Die klagenden Städte – Bonn, Bottrop, Dortmund, Düsseldorf, Köln, Münster, Solingen und Wuppertal – hatten das Landesmodell angefochten. Sie argumentierten, es verstoße gegen verfassungsmäßige Grundsätze der Gleichbehandlung und kommunalen Selbstverwaltung. Kernpunkt war die Unterscheidung zwischen kleineren Gemeinden und kreisfreien Großstädten, denen das Land höhere Steuereinnahmen unterstellt.
Das Gericht urteilte mit fünf zu zwei Stimmen, der Ansatz sei "objektiv gerechtfertigt". Allerdings war das Votum nicht einstimmig: Zwei Richter stimmten dagegen. Der Städtetag NRW, der die Kläger vertritt, nannte das Ergebnis zwar "enttäuschend, aber juristisch nachvollziehbar" und betonte, das System bleibe dennoch ungerecht.

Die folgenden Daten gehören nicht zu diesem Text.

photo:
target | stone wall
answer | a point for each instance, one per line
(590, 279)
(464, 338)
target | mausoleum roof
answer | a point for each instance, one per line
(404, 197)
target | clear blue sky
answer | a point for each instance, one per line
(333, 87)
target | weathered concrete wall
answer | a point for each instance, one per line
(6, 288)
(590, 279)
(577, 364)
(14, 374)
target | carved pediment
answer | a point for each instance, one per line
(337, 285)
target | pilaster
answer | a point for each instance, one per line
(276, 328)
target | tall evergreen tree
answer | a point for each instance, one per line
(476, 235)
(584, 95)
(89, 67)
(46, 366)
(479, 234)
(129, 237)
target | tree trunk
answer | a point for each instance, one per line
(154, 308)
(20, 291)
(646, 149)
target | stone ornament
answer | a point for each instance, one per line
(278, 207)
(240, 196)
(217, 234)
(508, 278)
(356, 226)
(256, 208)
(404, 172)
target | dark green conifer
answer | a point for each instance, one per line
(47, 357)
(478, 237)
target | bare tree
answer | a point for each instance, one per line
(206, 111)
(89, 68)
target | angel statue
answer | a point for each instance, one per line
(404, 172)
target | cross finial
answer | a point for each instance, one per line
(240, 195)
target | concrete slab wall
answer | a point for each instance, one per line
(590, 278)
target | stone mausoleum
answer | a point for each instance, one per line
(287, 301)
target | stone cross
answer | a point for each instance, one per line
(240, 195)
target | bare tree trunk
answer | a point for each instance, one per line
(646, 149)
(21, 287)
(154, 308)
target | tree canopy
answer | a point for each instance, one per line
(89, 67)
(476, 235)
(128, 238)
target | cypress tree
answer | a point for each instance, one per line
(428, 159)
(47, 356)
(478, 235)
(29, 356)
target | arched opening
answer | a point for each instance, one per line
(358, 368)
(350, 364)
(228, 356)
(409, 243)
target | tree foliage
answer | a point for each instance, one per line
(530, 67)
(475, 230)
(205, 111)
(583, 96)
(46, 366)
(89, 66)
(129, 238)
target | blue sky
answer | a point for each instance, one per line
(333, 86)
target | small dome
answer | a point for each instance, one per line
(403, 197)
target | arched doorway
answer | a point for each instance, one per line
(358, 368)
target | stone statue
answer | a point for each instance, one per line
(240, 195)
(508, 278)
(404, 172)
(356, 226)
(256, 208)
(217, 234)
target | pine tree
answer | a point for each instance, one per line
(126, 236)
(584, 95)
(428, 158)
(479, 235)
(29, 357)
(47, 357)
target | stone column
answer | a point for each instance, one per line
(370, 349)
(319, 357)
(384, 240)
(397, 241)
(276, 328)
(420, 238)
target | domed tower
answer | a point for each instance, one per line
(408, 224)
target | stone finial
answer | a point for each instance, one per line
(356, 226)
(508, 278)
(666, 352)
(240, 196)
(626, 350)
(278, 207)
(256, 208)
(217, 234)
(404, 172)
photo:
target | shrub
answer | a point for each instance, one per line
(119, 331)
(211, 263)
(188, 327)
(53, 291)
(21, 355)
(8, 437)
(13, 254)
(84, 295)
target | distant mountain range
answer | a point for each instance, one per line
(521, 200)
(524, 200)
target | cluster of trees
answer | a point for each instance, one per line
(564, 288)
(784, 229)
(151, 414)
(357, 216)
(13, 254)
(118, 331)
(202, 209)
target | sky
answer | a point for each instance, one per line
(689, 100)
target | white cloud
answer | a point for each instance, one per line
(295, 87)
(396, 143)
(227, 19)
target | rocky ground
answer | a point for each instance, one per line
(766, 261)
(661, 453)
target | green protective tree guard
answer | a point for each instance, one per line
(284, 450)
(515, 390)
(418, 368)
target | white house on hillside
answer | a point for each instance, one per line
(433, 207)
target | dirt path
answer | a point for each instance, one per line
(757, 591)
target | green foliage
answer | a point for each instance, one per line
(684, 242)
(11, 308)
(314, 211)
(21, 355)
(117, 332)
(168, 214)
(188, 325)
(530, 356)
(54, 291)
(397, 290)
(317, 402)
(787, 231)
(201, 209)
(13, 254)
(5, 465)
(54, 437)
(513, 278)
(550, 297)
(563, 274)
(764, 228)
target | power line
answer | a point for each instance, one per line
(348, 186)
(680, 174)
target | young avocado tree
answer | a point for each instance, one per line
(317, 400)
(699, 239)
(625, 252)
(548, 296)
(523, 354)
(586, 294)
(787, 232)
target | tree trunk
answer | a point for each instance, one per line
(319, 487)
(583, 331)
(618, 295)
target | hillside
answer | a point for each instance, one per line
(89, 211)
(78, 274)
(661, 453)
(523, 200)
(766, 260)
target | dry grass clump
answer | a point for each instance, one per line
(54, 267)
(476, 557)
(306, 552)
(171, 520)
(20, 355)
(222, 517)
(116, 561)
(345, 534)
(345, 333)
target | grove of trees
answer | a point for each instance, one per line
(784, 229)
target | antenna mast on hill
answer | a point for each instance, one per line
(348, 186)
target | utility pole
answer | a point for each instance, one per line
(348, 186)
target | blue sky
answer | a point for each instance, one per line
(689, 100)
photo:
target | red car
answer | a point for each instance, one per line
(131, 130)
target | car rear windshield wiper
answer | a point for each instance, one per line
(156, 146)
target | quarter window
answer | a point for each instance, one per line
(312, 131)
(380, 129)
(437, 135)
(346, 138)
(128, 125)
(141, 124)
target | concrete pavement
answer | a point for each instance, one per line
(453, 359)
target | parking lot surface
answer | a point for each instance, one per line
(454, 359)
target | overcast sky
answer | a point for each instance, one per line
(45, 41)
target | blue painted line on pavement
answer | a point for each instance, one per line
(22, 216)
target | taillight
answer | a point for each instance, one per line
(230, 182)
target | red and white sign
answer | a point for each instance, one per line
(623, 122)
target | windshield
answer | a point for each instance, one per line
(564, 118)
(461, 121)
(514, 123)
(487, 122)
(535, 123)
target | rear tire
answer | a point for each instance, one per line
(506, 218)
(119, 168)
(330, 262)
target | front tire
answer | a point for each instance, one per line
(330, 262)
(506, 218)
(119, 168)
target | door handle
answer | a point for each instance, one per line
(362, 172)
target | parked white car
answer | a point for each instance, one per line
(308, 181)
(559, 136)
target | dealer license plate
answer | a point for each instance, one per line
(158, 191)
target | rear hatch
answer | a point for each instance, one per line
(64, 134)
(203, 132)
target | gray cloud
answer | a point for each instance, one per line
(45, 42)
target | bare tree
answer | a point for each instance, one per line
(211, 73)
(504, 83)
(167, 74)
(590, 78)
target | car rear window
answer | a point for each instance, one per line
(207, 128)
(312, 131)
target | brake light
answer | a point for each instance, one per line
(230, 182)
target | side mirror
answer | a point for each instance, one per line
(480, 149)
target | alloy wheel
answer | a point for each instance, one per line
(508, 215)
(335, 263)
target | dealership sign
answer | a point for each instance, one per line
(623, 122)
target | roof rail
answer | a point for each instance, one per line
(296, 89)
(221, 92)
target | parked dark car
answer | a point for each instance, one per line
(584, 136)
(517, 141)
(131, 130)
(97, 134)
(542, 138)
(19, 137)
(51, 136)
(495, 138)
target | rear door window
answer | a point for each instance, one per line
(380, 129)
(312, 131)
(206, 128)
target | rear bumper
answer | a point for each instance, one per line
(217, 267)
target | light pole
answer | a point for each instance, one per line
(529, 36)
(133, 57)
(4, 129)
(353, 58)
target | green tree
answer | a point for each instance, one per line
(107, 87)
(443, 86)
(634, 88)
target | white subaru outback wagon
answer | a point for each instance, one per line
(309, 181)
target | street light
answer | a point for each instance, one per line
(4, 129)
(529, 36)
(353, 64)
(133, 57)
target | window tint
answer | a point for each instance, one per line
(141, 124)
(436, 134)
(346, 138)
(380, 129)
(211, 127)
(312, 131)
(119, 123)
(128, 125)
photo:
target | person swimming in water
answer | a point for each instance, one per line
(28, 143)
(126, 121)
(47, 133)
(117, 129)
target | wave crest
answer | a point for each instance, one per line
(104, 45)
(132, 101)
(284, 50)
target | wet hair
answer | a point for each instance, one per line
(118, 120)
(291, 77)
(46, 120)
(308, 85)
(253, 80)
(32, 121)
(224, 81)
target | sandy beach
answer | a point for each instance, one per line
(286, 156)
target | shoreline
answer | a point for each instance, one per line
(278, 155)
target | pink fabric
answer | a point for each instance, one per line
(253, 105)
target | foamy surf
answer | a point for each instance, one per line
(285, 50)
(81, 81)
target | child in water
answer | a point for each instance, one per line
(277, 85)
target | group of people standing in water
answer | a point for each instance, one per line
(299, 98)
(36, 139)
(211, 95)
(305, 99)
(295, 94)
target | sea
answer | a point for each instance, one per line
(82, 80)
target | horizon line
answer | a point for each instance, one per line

Der Städte- und Gemeindebund, der kleinere Kommunen vertritt, begrüßte hingegen das Urteil. Man räumte zwar ein, dass die Ressourcenknappheit weiterhin ein Problem darstelle – jeder Euro, der einer Region zufließe, fehle anderswo. Aktualisierte Finanzdaten der betroffenen Städte liegen seit dem Bericht des Landesrechnungshofs vom Oktober 2023 nicht vor.
Das Urteil bestätigt die bisherige Praxis der Mittelverteilung zwischen Städten und kleineren Gemeinden. Großstädte erhalten damit weiterhin geringere Ausgleichszahlungen. Die Entscheidung lässt das finanzielle Gefälle zwischen urbanen und ländlichen Räumen vorerst unverändert.